Он с чувством пожал мне руку. Но он не поставил мне никакой двойки, никакой единицы!

– До свидания! – сказал я.

Я помахал ему на прощание рукой, а уже возле дверей поднял кверху обе руки в крепком пожатии и помахал. Он был всё-таки очень симпатичный человек, что там ни говорите. Конечно, если бы он мне тройку поставил, он бы ещё больше симпатичный был. Но всё равно он мне нравился. Я даже подумал: уж не выучить ли мне, в конце концов, эту анатомию, – а потом решил пока этого не делать. Я всё-таки ещё надеялся проскочить!

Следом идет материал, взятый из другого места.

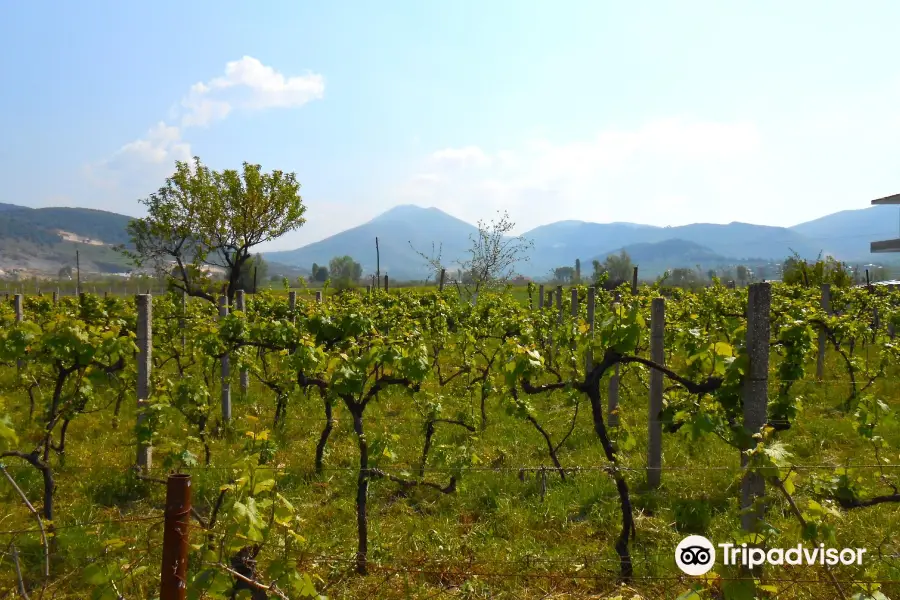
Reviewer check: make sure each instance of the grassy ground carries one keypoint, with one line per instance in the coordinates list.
(503, 534)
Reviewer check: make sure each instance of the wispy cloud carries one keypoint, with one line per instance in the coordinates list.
(612, 175)
(247, 85)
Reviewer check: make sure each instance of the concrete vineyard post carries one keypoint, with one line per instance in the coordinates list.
(558, 305)
(173, 574)
(823, 340)
(225, 374)
(756, 386)
(589, 355)
(292, 307)
(612, 407)
(657, 355)
(240, 305)
(145, 364)
(182, 321)
(19, 302)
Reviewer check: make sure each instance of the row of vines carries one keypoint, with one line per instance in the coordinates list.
(366, 403)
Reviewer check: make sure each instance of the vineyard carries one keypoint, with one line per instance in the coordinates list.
(415, 445)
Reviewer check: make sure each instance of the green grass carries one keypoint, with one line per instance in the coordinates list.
(501, 535)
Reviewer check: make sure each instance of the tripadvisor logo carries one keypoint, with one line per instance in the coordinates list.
(696, 555)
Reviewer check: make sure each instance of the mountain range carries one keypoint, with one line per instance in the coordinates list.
(42, 240)
(405, 232)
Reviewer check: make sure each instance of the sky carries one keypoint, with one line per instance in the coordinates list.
(663, 113)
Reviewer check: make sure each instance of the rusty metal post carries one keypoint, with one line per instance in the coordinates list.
(144, 304)
(173, 576)
(20, 316)
(225, 372)
(657, 355)
(241, 306)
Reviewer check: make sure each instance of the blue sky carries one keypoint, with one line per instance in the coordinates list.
(655, 112)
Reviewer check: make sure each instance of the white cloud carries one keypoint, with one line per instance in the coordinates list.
(470, 155)
(142, 161)
(646, 174)
(247, 85)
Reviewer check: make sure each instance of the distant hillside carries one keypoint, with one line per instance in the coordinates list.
(672, 253)
(847, 234)
(46, 239)
(561, 243)
(395, 229)
(655, 258)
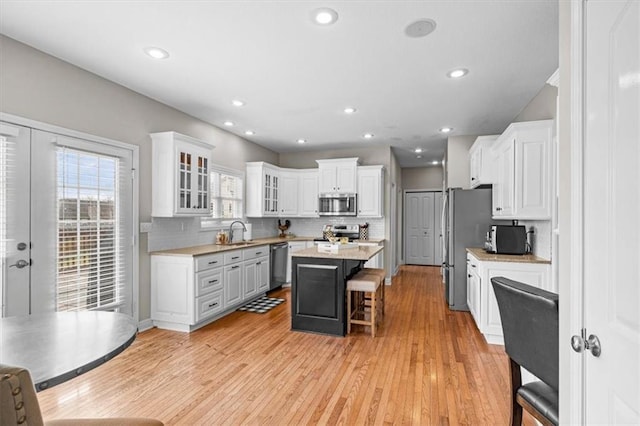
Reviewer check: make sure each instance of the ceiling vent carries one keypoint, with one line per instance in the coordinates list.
(420, 28)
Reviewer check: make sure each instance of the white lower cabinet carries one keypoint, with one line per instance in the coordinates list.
(189, 292)
(481, 298)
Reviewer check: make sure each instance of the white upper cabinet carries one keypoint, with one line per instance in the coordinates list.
(180, 175)
(523, 184)
(263, 189)
(481, 161)
(308, 192)
(337, 175)
(288, 193)
(370, 190)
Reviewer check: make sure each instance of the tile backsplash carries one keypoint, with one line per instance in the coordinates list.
(171, 233)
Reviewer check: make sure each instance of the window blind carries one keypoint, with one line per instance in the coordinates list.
(91, 264)
(227, 192)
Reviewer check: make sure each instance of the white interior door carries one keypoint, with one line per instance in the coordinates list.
(15, 240)
(67, 210)
(419, 228)
(611, 267)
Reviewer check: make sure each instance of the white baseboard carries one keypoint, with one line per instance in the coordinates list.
(145, 325)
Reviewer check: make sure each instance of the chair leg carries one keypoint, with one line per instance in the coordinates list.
(348, 311)
(516, 382)
(373, 314)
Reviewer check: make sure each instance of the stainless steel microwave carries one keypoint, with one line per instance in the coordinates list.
(337, 204)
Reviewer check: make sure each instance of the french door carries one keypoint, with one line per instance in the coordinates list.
(66, 223)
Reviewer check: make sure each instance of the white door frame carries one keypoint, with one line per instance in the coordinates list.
(135, 150)
(571, 403)
(404, 218)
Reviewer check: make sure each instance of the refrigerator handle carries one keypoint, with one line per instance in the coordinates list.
(443, 226)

Когда я к нему в третий раз явился, он меня как старого друга встретил, за руку поздоровался, по плечу похлопал и спросил, из чего глаз состоит.

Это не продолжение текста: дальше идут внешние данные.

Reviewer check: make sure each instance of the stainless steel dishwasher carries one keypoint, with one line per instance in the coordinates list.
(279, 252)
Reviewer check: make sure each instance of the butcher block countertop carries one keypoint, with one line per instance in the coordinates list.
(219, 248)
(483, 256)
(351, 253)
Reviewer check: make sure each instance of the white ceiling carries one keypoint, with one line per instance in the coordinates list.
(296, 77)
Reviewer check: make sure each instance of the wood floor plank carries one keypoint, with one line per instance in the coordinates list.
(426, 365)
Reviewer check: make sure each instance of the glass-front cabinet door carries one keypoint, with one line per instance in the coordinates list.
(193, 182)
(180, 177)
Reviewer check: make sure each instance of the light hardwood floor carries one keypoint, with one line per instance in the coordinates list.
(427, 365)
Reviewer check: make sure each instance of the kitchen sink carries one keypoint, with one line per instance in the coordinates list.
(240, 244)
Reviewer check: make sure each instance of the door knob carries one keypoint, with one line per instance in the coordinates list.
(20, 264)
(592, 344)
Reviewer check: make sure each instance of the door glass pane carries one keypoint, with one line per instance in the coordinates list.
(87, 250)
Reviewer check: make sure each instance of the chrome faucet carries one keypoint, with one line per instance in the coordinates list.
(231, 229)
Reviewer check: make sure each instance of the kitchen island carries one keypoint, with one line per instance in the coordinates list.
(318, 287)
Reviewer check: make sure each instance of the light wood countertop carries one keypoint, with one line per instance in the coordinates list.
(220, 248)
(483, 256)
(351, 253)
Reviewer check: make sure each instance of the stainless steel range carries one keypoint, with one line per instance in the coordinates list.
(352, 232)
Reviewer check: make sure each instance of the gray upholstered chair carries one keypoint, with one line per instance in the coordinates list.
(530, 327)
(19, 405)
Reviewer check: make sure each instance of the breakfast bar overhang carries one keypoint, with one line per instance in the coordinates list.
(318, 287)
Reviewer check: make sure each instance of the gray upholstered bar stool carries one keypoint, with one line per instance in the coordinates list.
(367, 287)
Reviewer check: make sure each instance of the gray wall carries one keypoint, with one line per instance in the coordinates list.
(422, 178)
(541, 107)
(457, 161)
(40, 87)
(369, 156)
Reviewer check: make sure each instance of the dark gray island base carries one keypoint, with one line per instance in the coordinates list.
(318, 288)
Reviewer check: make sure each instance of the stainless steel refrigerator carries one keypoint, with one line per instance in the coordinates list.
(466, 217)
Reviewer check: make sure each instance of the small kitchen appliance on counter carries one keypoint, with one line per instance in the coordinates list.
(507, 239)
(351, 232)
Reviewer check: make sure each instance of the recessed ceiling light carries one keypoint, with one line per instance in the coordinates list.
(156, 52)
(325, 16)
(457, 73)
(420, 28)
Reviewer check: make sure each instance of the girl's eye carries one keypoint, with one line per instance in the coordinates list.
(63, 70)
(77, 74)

Я ему ответил, что глаз состоит из зрачка, а он сказал, что это ещё не всё.

– Из ресниц! – сказал я.

– И всё?

Я стал думать. Раз он так спрашивает, значит, не всё. Но что? Что там ещё есть в глазу? Если бы я хоть разок прочёл про глаз! Я понимал, конечно, что бесполезно что-нибудь рассказывать, раз не знаешь. Но я шёл напролом. Я хотел проскочить. И сказал:
– Глаз состоит из многих деталей.

– Да ну вас! – сказал он. – Ведь вы же талантливый человек!

Я думал, он разозлится. Думал: вот сейчас-то он мне и поставит двойку. Но он улыбался! И весь он был какой-то сияющий, лучистый, радостный. И я улыбнулся в ответ – такой симпатичный старик!

– Это вы серьезно, – спросил я, – считаете меня талантливым?

– Вполне.

– Может быть, вы мне тогда поставите тройку? – сказал я. – Раз я талантлив?

– Поставить вам тройку? – сказал он. – Такому способному человеку? Да вы с ума сошли! Да вы смеётесь! Пять с плюсом вам надо! Пять с плюсом!

– Не нужно мне пять, – сказал я. – Мне не нужно! – Какая-то надежда вдруг шевельнулась, что всё-таки он может мне эту тройку поставить.

– Вам нужно пять,– оказал он.– Только пять.

– По-вашему, выходит, вы лучше знаете, что мне нужно?

– Но вы не отчаивайтесь! Главное – не отчаивайтесь! Веселей глядите вперед, и главное, не отчаивайтесь!